The combination of cretostimogene plus a systemic I/O—the results were very impressive. And, as you know, at this year's AUA, there was a combination of systemic sasanlimab—I said that really quickly because I don't know exactly how to say it—but that combination of subcutaneous I/O therapy in addition to BCG, better than BCG by itself. So we're starting to get some information and data that says the combination of I/O plus a treatment may be better than the single-arm or single monotherapy treatments we've had in the past.

So we look forward to, obviously, further data in this non-muscle-invasive space. Having the FDA-approved agents that you mentioned just really started this tidal wave of other studies looking at other disease states, and we look forward to those readouts. This year's AUA, a lot of different results obviously came out. And we're going to start more and more—I think have more and more options for our patients. How about the third disease state?

Alice Yu: Sure. So the third disease state has to do with risk stratification. I think we are really moving past that stage where we overly rely on clinical-pathologic stage and features to determine who needs treatment. So really, we need to start looking more at biomarkers and AI and all these kinds of adjuncts. So the paper I wanted to talk about was the updated IMvigor010 trial data.

So, as you know, the IMvigor010 phase III trial looking at adjuvant atezo versus observation after cystectomy was a negative study. However, there's been updated data that were published last year looking at the role of ctDNA in terms of determining response. So I thought that was really interesting. Even though the original trial did not meet its primary endpoint, what they've shown is that ctDNA positivity actually does influence the response.

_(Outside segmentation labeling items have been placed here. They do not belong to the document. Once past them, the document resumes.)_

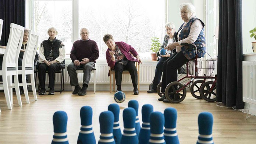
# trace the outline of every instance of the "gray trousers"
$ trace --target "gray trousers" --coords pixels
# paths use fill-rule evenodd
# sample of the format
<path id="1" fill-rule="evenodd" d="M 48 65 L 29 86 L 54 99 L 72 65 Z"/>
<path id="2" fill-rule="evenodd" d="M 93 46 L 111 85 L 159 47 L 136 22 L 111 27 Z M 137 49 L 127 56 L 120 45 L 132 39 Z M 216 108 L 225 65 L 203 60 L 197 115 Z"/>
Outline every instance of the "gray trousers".
<path id="1" fill-rule="evenodd" d="M 76 72 L 77 69 L 79 68 L 83 68 L 83 84 L 86 84 L 88 85 L 90 79 L 92 70 L 96 69 L 95 67 L 95 63 L 93 61 L 89 62 L 84 65 L 81 64 L 79 66 L 76 65 L 73 62 L 71 62 L 67 68 L 70 76 L 70 85 L 73 86 L 79 84 Z"/>

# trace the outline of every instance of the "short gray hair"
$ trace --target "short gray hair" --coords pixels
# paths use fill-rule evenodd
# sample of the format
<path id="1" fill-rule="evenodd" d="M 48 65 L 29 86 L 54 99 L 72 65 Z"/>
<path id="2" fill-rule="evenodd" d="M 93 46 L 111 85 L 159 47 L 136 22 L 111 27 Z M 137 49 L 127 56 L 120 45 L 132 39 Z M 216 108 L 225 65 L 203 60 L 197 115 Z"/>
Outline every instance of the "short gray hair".
<path id="1" fill-rule="evenodd" d="M 57 36 L 57 35 L 58 35 L 58 30 L 57 30 L 57 29 L 56 29 L 56 28 L 54 27 L 50 27 L 49 28 L 48 30 L 47 30 L 47 33 L 49 33 L 49 31 L 50 31 L 50 30 L 52 29 L 54 29 L 54 30 L 55 30 L 55 32 L 56 32 L 56 35 Z"/>
<path id="2" fill-rule="evenodd" d="M 186 10 L 192 15 L 195 15 L 196 14 L 195 6 L 190 3 L 182 3 L 179 5 L 179 12 L 184 10 Z"/>
<path id="3" fill-rule="evenodd" d="M 172 22 L 168 22 L 166 24 L 166 28 L 167 27 L 168 27 L 169 28 L 172 28 L 174 29 L 176 28 L 175 27 L 175 25 L 174 25 L 174 24 Z"/>
<path id="4" fill-rule="evenodd" d="M 88 31 L 88 32 L 90 33 L 90 32 L 89 32 L 89 29 L 88 29 L 87 28 L 82 28 L 81 29 L 80 29 L 80 33 L 81 33 L 81 32 L 82 32 L 82 30 L 83 29 L 85 29 L 87 30 L 87 31 Z"/>
<path id="5" fill-rule="evenodd" d="M 28 33 L 29 32 L 29 29 L 24 29 L 24 33 Z"/>

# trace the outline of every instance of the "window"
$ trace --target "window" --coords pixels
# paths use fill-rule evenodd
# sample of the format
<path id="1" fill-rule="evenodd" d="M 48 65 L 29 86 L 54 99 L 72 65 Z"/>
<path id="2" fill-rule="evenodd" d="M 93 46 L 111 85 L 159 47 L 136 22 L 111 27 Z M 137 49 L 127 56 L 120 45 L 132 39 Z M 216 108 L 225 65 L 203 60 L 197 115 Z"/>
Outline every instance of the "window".
<path id="1" fill-rule="evenodd" d="M 107 47 L 103 38 L 106 33 L 132 46 L 143 59 L 151 58 L 151 38 L 157 37 L 162 43 L 164 36 L 164 0 L 77 0 L 74 1 L 78 1 L 78 7 L 73 8 L 77 5 L 71 0 L 32 1 L 32 29 L 40 33 L 39 42 L 48 38 L 49 28 L 55 27 L 59 32 L 56 37 L 65 45 L 67 57 L 77 40 L 72 40 L 72 33 L 79 34 L 82 27 L 89 29 L 90 39 L 98 44 L 100 59 L 105 58 Z M 74 27 L 77 29 L 72 29 L 72 8 L 78 10 L 78 15 L 73 15 L 78 17 L 73 19 L 78 22 L 78 28 Z"/>
<path id="2" fill-rule="evenodd" d="M 32 0 L 32 29 L 40 34 L 39 43 L 48 39 L 48 29 L 55 27 L 56 38 L 61 40 L 69 55 L 72 42 L 72 1 L 71 0 Z"/>

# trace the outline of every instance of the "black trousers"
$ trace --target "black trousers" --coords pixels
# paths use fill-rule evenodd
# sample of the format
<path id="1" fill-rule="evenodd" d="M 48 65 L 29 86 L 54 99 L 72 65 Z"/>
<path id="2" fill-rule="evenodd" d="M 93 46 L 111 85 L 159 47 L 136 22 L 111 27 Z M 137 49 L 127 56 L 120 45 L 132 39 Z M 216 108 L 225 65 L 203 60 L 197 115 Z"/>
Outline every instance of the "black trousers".
<path id="1" fill-rule="evenodd" d="M 122 84 L 122 74 L 124 71 L 127 70 L 129 71 L 132 78 L 133 85 L 138 84 L 138 74 L 137 69 L 135 66 L 135 62 L 129 61 L 126 66 L 121 64 L 117 64 L 114 67 L 115 70 L 115 78 L 117 85 Z"/>
<path id="2" fill-rule="evenodd" d="M 49 85 L 48 87 L 54 89 L 55 81 L 55 72 L 56 71 L 61 69 L 59 64 L 52 64 L 48 66 L 45 63 L 41 64 L 38 66 L 38 80 L 40 88 L 45 88 L 45 74 L 48 71 L 49 76 Z"/>
<path id="3" fill-rule="evenodd" d="M 171 56 L 173 55 L 170 54 Z M 156 67 L 156 71 L 155 72 L 155 76 L 154 77 L 154 82 L 153 82 L 153 86 L 152 88 L 155 90 L 156 90 L 158 84 L 160 82 L 161 78 L 162 77 L 162 72 L 163 72 L 163 64 L 164 62 L 167 60 L 169 57 L 161 57 L 160 60 L 158 61 Z"/>
<path id="4" fill-rule="evenodd" d="M 188 61 L 181 51 L 175 53 L 163 64 L 163 79 L 161 91 L 164 92 L 167 85 L 172 82 L 178 80 L 177 70 Z"/>

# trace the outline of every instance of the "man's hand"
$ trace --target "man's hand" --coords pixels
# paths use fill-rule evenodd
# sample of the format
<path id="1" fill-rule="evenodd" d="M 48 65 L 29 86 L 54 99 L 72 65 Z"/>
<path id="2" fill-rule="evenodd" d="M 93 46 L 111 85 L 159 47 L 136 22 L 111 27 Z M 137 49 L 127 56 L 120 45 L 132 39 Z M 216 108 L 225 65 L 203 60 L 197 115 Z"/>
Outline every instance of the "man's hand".
<path id="1" fill-rule="evenodd" d="M 79 66 L 80 65 L 80 64 L 81 62 L 80 62 L 79 61 L 78 61 L 77 60 L 76 60 L 75 61 L 74 61 L 74 64 L 75 64 L 75 65 L 77 66 Z"/>
<path id="2" fill-rule="evenodd" d="M 50 63 L 46 60 L 43 61 L 43 62 L 44 62 L 45 64 L 46 64 L 46 65 L 48 65 L 48 66 L 50 66 L 50 65 L 51 65 L 51 64 L 50 64 Z"/>
<path id="3" fill-rule="evenodd" d="M 55 64 L 57 62 L 57 61 L 56 60 L 54 60 L 54 61 L 52 61 L 49 62 L 49 64 L 50 64 L 50 65 L 51 65 L 52 64 Z"/>
<path id="4" fill-rule="evenodd" d="M 90 60 L 89 60 L 89 58 L 83 58 L 82 61 L 81 62 L 81 64 L 82 64 L 82 65 L 85 65 L 85 64 L 89 62 Z"/>

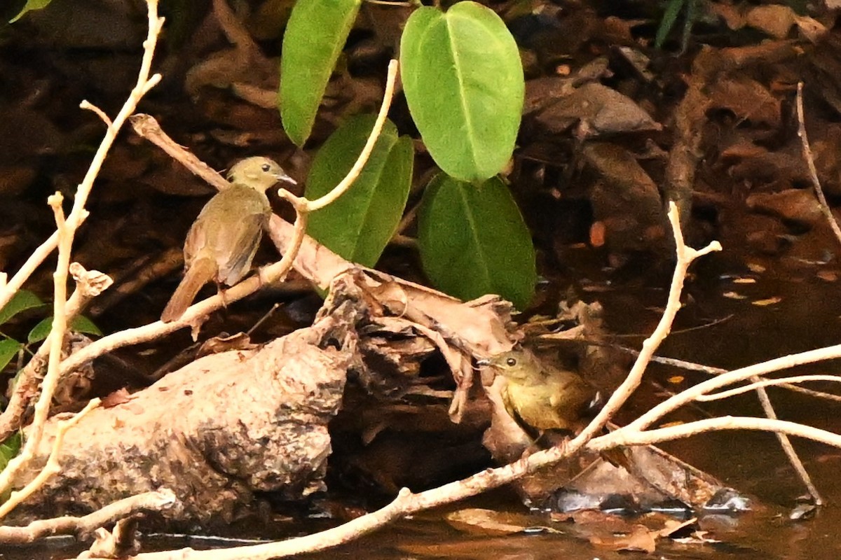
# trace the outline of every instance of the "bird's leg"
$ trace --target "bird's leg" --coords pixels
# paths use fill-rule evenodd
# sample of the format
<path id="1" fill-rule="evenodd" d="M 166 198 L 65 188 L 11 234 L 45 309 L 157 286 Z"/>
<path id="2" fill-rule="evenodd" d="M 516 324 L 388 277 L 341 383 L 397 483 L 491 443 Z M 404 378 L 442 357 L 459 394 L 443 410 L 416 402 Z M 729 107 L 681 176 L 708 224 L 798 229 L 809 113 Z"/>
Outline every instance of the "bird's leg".
<path id="1" fill-rule="evenodd" d="M 267 284 L 270 284 L 271 281 L 268 277 L 268 274 L 266 272 L 266 267 L 261 266 L 257 269 L 257 280 L 260 280 L 260 287 L 262 288 Z"/>
<path id="2" fill-rule="evenodd" d="M 227 309 L 228 300 L 225 296 L 225 287 L 222 285 L 222 283 L 220 282 L 219 280 L 216 280 L 216 293 L 219 294 L 219 296 L 222 298 L 222 306 Z"/>

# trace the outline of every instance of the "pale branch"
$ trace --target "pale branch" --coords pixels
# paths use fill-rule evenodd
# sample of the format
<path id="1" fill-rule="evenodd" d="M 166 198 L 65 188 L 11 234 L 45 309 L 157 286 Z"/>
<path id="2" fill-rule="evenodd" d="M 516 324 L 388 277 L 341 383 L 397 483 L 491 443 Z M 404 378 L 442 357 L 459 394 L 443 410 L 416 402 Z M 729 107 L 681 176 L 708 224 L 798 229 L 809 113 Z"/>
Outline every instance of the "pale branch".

So what they did in this study was that prospectively, they collected blood samples at cycle 1 and cycle 3 of treatment, and the goal was to explore biomarkers. And what they found was that, in their cohort, 37% of patients were ctDNA-positive after cystectomy. And in the observation arm—so patients who did not undergo any treatment—ctDNA positivity was associated with shorter overall survival, and the hazard ratio was quite impressive at 6.3.

And then among patients who were ctDNA-positive, those treated with atezolizumab did better in terms of overall survival. And what they also found was that, now if you compare their baseline ctDNA to their cycle 3 ctDNA, if there was a reduction—a response to atezo—that also showed a really significant survival benefit. And those who had 100% clearance—median survival in this study, the cutoff point was 60 months, but really the upper limit was not even met.

Sam Chang: So how—I mean, I think we are a little bit behind in the urothelial-cancer space with advanced disease using ctDNA. Talking to colleagues in GI, talking to colleagues in lung, and other malignancies in breast, understanding the role of ctDNA in terms of determining what's the best treatment—do you continue treatment? All those types of things I think will become increasingly important and pervasive.

I wanted to give a shout-out to you and your colleagues at Moffitt, Dr. Li and others, really looking at actually urinary findings in terms of tumor DNA and how that may influence findings with urothelial carcinoma. So the role of biomarkers, I think, will continue to be important not only for predictive capabilities but prognosis as well. And I agree with you totally.

This really set the stage of, boy, we really need to start evaluating this progressively. What are we doing? How are we actually then determining what patient treatments should be given, and then when to stop treatment? So there are a lot of investigators now looking at different stages, but I think I agree with you totally. This paper really set the framework of, OK, we need to look at this and look at this carefully. So Dr. Yu, thank you so much for spending some time with us. It was an incredibly well-received review of the key areas within urothelial carcinoma, and we look forward to hopefully spending some more time with you in the future at UroToday.

Alice Yu: Wonderful! Thank you so much.